Richard Higgins, one of the last survivors of the attack on Pearl Harbor, dies

Richard C. “Dick” Higgins, one of the few survivors of the Japanese attack on Pearl Harbor, died of natural causes this Tuesday at his home in Bend, Oregon, according to his granddaughter Angela Norton. The man was 102 years old.

Higgins was born on July 24, 1921, on a farm near Mangum, Oklahoma. He joined the Navy in 1939 and retired 20 years later. He then became an aeronautical engineer for Northrop Corporation and other defense contractors.

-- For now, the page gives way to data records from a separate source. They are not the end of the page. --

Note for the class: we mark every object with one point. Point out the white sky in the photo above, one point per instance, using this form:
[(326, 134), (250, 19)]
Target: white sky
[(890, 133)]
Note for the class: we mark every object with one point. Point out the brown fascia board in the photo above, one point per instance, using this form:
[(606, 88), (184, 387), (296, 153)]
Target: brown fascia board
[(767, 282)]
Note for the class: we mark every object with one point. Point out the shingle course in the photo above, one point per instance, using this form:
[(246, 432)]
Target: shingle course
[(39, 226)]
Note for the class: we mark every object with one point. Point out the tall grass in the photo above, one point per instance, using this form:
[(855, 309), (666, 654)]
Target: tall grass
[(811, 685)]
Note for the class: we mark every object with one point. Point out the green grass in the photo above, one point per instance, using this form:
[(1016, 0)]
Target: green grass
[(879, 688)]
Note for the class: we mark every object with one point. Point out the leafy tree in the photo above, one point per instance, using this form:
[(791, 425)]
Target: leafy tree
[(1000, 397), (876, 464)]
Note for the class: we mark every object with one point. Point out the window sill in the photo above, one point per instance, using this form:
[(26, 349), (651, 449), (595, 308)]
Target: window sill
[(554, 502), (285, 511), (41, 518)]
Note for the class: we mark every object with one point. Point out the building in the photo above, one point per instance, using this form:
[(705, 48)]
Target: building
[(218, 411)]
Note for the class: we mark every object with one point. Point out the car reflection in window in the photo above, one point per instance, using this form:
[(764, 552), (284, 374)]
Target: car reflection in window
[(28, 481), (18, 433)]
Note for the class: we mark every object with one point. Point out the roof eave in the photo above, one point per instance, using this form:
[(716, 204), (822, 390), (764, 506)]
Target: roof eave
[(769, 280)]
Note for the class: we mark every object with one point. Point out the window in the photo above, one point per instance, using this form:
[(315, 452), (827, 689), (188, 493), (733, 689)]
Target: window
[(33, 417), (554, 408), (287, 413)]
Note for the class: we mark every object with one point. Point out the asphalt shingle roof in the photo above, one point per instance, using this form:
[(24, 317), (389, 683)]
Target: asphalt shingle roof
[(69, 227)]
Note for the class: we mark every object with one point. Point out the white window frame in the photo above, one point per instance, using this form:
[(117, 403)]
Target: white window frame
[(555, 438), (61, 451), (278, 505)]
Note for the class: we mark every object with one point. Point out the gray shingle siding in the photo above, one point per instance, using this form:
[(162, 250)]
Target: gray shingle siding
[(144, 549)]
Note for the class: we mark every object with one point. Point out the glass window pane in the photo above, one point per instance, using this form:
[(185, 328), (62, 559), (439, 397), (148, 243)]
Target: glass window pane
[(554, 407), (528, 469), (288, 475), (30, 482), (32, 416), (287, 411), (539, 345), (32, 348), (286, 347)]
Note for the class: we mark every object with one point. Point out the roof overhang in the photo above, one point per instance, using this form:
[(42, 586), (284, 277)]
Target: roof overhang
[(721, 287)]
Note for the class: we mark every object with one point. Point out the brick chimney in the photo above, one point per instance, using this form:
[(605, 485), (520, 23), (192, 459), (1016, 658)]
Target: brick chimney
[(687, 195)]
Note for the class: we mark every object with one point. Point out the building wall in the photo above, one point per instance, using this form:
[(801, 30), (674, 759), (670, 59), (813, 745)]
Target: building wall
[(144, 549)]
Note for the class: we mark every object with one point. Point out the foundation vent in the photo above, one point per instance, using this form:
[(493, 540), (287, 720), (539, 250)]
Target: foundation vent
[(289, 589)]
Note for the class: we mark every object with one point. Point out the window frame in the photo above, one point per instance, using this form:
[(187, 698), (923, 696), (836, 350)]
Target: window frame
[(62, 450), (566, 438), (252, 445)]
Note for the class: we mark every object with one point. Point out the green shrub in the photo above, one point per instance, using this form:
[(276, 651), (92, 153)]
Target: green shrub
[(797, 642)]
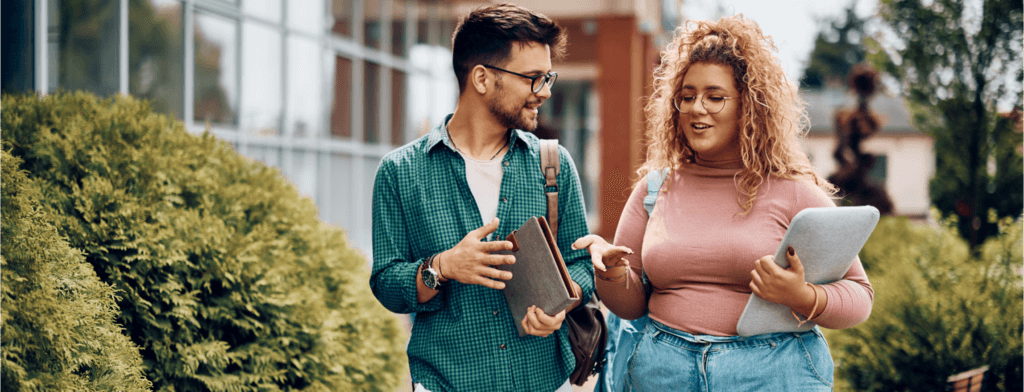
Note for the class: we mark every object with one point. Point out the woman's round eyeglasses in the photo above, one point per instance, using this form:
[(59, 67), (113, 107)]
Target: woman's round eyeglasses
[(712, 101), (544, 79)]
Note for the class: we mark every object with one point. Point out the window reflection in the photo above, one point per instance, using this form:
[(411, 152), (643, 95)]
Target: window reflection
[(372, 33), (341, 110), (342, 10), (424, 24), (17, 70), (303, 87), (156, 58), (398, 28), (261, 98), (371, 104), (397, 107), (83, 39), (306, 15), (216, 64), (267, 9)]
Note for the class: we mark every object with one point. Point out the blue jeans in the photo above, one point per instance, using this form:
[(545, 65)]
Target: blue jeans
[(668, 359)]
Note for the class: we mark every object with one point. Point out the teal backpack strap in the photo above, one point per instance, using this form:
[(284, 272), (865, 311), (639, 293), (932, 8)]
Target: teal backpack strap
[(654, 181)]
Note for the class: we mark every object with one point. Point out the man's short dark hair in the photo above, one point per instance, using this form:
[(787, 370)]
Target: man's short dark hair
[(485, 37)]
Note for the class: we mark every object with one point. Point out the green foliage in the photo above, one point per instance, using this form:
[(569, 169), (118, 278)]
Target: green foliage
[(938, 311), (953, 58), (56, 318), (837, 49), (229, 281)]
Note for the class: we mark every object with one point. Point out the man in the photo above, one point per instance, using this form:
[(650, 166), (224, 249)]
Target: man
[(443, 203)]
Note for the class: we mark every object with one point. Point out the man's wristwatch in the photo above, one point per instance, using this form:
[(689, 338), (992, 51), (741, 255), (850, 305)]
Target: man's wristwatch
[(429, 275)]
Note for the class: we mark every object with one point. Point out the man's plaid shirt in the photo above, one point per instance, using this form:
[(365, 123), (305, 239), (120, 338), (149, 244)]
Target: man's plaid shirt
[(465, 338)]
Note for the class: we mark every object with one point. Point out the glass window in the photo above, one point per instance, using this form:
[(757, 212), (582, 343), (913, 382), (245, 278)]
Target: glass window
[(397, 107), (267, 9), (341, 110), (372, 24), (371, 104), (156, 58), (303, 87), (17, 70), (84, 43), (398, 28), (424, 19), (342, 20), (304, 168), (448, 22), (306, 15), (261, 97), (879, 171), (216, 69)]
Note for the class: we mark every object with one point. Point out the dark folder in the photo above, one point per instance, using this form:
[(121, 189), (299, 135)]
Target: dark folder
[(539, 275)]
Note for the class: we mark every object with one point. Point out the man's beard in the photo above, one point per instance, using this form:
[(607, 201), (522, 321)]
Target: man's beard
[(511, 118)]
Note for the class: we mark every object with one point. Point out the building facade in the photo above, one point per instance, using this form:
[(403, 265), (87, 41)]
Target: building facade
[(904, 156)]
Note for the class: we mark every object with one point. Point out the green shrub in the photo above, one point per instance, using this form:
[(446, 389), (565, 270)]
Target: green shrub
[(56, 318), (229, 281), (938, 310)]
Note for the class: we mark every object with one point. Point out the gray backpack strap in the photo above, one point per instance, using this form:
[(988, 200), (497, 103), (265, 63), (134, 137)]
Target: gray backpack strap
[(550, 167), (654, 181)]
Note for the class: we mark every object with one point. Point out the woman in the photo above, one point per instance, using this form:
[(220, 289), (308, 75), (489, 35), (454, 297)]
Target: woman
[(724, 123)]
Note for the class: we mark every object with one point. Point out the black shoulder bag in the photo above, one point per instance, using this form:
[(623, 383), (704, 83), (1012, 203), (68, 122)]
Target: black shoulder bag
[(588, 332)]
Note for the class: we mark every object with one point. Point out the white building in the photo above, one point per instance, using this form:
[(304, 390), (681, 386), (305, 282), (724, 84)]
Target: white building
[(905, 156)]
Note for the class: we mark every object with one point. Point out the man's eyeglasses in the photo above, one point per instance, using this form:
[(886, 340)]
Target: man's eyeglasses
[(712, 101), (537, 82)]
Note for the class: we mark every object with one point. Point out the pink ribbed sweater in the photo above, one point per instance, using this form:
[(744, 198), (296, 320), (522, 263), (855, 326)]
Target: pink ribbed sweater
[(698, 252)]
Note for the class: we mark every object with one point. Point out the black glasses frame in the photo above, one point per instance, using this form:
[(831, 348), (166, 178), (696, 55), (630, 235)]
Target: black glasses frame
[(549, 78), (677, 100)]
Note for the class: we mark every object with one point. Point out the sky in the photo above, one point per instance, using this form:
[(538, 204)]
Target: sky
[(792, 24)]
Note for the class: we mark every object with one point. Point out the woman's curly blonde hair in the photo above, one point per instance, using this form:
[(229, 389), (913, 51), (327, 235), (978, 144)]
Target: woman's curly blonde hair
[(772, 114)]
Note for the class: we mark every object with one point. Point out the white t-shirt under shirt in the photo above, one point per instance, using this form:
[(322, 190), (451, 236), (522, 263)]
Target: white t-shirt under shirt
[(484, 178)]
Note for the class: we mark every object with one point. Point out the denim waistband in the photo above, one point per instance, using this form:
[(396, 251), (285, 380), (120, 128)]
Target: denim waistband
[(700, 342)]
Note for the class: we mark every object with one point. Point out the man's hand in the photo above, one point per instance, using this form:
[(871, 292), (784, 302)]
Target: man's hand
[(537, 322), (470, 261), (784, 287)]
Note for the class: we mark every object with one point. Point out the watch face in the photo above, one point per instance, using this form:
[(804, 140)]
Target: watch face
[(430, 278)]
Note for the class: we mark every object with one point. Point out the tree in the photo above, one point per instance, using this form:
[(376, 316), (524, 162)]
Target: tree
[(57, 330), (953, 60), (837, 49), (226, 279)]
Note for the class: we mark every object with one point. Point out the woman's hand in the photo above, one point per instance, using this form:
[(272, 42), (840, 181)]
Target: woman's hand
[(603, 255), (780, 286)]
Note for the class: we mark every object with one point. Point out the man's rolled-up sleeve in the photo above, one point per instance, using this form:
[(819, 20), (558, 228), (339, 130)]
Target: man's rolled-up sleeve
[(572, 225), (394, 272)]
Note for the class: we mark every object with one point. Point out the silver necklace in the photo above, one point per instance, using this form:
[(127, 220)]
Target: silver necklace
[(460, 150)]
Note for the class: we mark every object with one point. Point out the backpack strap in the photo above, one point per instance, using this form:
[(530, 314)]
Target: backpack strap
[(654, 181), (550, 166)]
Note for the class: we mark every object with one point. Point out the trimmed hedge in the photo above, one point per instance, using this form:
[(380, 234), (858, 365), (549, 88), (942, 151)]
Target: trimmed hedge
[(229, 281), (938, 310), (56, 318)]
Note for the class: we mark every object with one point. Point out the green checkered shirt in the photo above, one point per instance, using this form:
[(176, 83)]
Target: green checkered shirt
[(465, 338)]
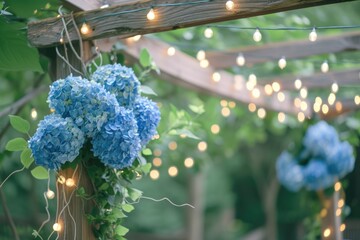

He also worked on the B-2 stealth bomber, according to his granddaughter, who described her grandfather as “a humble and kind man who frequently visited schools to tell stories about Pearl Harbor, World War II and the Great Depression.”

His wife, Winnie Ruth, died in 2004 at the age of 82. They had been married for sixty years. Through his grandfather, Norton explained that he wanted to teach people history so they wouldn’t repeat it. “It was never about him. The heroes were the ones who didn’t come home“he added.

Higgins leaves behind two children, two grandchildren and four great-grandchildren. The family plans to hold a funeral Thursday at a church in Bend, followed by a ceremony with full military honors. His body is later flown to California, where he is buried next to his wife.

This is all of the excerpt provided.